The running of the company appears to have passed on to his
son Alfred , born in Bilston in 1851 and who restricted his titles to simply
"ironmaster" and household staff to four. He also inherited his fathers
knighthood and baronetcy He died in 1902, to be succeeded by HIS son,
Alfred.
With the takeover by the Hickman empire, the trading name of
the Haunchwood Brick and Tile Company which included the colliery as part of
the overall enterprise was adopted. By 1923 this was shortened to the
Haunchwood Colliery Co. Ltd.
The reason for the takeover of the Haunchwood Colliery by
Sir Alfred Híckman is unclear. It was some distance (for those days)
from his principal source of business and there were many other working
collieries in close proximity that could have attracted his attention.
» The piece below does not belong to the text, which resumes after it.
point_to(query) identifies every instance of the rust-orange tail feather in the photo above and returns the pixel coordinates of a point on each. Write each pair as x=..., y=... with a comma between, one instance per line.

It can
only be assumed that a particular grade and quality of coal was produced there
which suited the furnaces and other plant of the Spring Vale Iron Works.
The earliest directorate of the company that could be found
was that of 1933, where there is no mention of an Alfred Hickman but four other
Hickmans were directors, Messrs C.E., E., V.E., and W.H. Hickman, along with
Devon resident Captain F.B. Imbert-Terry and A.C. De Poer Trench. The most
informative source of information on any such individual, the U.K. Census, is
in this occasion unhelpful, none can be found listed. To this was later added
Mining Engineer and Barrister H.A. H. Christie K.C., who was also a director of
the Aldridge Colliery Company of Walsall.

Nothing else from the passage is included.